Student play enlivens the mundane
September 27th, 2007
By Doug Trumm
“The Pinter Project” is a collection of nine sketches written by Harold Pinter in the 50s, 60s and 70s.
Theater prof and director Adam Houghton selected the nine sketches from the 15 that Pinter has published.
“Other theaters have done different revues with different combinations of sketches,” he said.
One sketch takes place in an office, another on a street where people are hailing cabs and one happens in a café, just to name a few.
Two days before opening night, Houghton, though confident, fretted over every aspect of his play.
“We should keep the mop buckets offstage until we need them later in the play,” Houghton said just moments before dress rehearsal.
Notepad in hand, he sat back to watch the show in the empty Colman Black Box Theater.
Seating surrounded the stage on all sides, which was unadorned save for a few simple props.

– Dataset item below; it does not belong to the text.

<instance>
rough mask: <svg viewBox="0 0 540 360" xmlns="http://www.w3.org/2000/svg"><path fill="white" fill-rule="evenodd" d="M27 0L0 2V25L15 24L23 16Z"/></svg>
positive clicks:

“It’s minimally costumed and furnished to provide an opportunity to showcase the acting,” Houghton said of the set choice.
The play lasted less than an hour in rehearsal.

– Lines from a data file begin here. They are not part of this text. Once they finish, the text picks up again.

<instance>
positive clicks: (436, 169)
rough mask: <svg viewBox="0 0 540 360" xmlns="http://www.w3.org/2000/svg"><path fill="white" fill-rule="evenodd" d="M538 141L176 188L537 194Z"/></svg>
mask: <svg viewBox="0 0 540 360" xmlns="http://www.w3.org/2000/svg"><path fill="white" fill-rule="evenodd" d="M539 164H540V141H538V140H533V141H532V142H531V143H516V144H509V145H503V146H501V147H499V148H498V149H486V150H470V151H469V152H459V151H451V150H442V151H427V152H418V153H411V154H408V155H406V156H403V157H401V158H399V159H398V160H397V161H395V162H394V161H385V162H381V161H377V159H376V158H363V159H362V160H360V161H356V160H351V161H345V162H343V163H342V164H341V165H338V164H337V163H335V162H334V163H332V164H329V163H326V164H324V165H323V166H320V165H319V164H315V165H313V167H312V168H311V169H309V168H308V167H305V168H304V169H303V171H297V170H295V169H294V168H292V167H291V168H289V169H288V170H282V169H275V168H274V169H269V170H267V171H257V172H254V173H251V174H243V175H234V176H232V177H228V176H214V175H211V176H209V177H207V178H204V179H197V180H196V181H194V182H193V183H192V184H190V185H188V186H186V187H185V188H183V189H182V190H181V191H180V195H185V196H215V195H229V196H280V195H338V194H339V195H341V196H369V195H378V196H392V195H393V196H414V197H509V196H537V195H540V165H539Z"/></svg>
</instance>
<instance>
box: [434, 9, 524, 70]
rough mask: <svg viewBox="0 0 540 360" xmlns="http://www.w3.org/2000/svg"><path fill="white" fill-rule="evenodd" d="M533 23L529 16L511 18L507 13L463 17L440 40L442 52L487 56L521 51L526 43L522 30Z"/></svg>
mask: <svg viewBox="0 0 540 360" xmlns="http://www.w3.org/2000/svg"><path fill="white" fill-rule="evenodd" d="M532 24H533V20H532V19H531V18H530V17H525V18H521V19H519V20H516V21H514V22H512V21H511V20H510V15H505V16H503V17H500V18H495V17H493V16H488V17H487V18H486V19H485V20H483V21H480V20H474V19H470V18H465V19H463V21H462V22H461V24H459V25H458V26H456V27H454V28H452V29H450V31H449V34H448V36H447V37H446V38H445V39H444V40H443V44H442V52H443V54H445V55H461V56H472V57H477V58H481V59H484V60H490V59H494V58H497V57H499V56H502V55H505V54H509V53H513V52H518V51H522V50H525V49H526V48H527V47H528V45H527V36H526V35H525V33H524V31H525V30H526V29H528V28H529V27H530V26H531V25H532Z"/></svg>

After the rehearsal, Houghton instructed junior actor Dano Colon on techniques to prevent him from putting his hat on backwards in the dark, critiqued the actors’ pronunciation of certain words in British dialect and obsessed over distracting noises during the performance.
To reduce offstage noise, he advised the crew to switch to nonverbal lighting cues and implored his actors to tread lightly backstage.
After all these suggestions for improvement, Houghton assured his somewhat uneasy cast that they were ready to deliver an excellent show on Thursday.
The cast has been hard at work for the past month. In addition to all their rehearsing, the cast has worked specifically on perfecting their dialects for at least 15 minutes each day. Some of the actors had used a British accent before, but none had previously attempted such an authentic dialect. At the practice, sophomore actor Jaselyn Taubel even maintained her accent in casual conversation.
The accents should add to the dialogue that sophomore actor Emily Borka considers very authentic and immersing.
“The dialogue imitates real-life conversations very well,” she said.
The dialogue takes places within ordinary circumstances.
“The play shows that the mundane aspects of life have some of the most tragic and comical moments,” Houghton said.
Houghton said that the play explores the inflexibility of memory and how two people often remember the same event very differently. The sketches seem to start in the middle of the action and end without definite resolution.
“I hope our audience can appreciate the play’s raw emotional power despite no running plot line,” Colon said.
Senior actor Jake Swenson saw a similar challenge for the play.
“The audience has to believe in nine different stories,” he said.
Performing nine sketches rather than one continuous story line has its advantages too.
“It’s not a comedy or a tragedy,” said senior actor Shari Gubash. “It’s both.”